Frank Bartlett (Charlie Hunnam) has been tortured, embarrassed, and humiliated by his brother Bruce — usually on film — his entire life. Now that Bruce (Chris O’Dowd) is finally off drugs and has turned his life around, things should be different…
John Waters, I Loves You
Frankie…bucks definition. Is it a comedy, as described by the folks at IMDB? Sure, but it’s comedy like that experienced watching a group of retards hurt themselves and each other. It’s funny if you can laugh at that sort of thing, but really most people don’t. The Farrelly brothers have made a career out of making fun of characters that are less than all there, but this is not their kind of comedy. This film takes itself seriously, its characters take themselves deadly serious, but the situation is just so wild and out there that you find yourself going through the entire movie with mixed feelings. In other words, this is a John Waters film.
If you’ve seen Waters films Pink Flamingos (1972) or A Dirty Shame (2004) then you sort of get the idea. Both films attempt to tell stories about the weird among us, but usually in a world that paints everyone of us as weird and strange and filthy and otherwise undersireable. Frankie director Jordan Roberts appears to have been born and bred on Waters’ oeuvre and decided to follow in that filmmaker’s footsteps.
Weird and Strange and Filthy
Like the Waters films that came before it, Frankie seems to have a message beyond its unusual ensemble cast. It’s hard to get at it, but there appears to be a message buried past the deeply disturbing sight of a cross-dressing Ron Perlman (Hellboy, Sons of Anarchy) and the naked jogging, pet pig loving of actor Chris Noth (Law & Order, Sex and the City, The Good Wife). The end game appears to be that of deeply flawed characters simply trying to stay sane enough to find themselves and each other.
The film centers largely around the happenstance relationship between Frank Bartlett played by actor Charlie Hunnam (Greenstreet Hooligans,Sons of Anarchy) and Lassie (Lizzy Caplan), the girl who literally runs into him after a night of drunken depression and bike peddling. They have a most unusual one night stand which Frank’s brother disturbingly decides to film and then use as an audition tape for his budding career. Ofcourse the first person he happens to leave the tape with is the porn star father of Lassie. Chris Noth plays the role of the washed up porn star with serious anger management issues, oh and who happens to carry a very big gun. Thus we have the films setup. Get the tape before Noth sees it and kills everybody.
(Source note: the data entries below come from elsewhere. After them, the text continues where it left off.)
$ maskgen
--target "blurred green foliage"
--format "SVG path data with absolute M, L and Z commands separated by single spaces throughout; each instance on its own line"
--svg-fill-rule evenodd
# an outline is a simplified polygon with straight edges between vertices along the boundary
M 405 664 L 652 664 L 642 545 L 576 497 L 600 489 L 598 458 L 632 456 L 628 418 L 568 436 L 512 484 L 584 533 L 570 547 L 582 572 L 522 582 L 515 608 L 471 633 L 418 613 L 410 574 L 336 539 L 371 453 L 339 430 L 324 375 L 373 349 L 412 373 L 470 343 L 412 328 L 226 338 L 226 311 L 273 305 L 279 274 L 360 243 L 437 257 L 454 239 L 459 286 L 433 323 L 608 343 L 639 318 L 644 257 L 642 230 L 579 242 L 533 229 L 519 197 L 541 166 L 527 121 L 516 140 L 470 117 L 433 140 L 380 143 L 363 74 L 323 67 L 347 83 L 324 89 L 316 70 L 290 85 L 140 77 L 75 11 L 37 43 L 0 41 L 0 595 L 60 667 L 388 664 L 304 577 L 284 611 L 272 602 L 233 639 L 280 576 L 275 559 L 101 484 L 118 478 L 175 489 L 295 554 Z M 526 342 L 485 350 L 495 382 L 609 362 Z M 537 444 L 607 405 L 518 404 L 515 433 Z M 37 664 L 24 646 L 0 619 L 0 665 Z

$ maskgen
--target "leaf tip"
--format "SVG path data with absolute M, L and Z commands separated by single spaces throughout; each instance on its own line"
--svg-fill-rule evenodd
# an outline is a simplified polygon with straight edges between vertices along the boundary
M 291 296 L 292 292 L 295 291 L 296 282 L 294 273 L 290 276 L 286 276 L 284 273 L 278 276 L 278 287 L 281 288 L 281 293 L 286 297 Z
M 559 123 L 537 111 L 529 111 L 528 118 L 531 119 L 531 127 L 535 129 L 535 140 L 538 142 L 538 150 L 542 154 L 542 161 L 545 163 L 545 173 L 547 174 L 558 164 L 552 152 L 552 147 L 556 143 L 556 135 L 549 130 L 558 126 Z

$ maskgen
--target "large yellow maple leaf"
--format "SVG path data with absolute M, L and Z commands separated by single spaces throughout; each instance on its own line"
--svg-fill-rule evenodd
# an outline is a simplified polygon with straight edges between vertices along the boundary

Throughout the film we’re introduced to family and friends of Frank and Lizzie and we begin to understand why they turned out so badly, but ofcourse everyone isn’t completely defined by their negligent, distructive behavior. Actually, I take it back. Their parents show just how normal Lassie and Frank have turned out, considering. I won’t spoil too much more of the film for those of you still brave enough to look up this movie. I will say that I haven’t even begun to describe the wall to wall strange that’s on offer in this flick.
Over the past few days, since watching Frankie, I believe I’ve begun to see what I think is the soul of the piece. Deep down and past the weird, we’re all just people who love and want to be loved. Even as we struggle to express it. Maybe it’s just me and this film is just weird for weird sake.
B grade for weirdness
B grade for actor performances
C+ grade for storytelling and direction
Overall a C+ grade for a weird story about love and being loved, I think.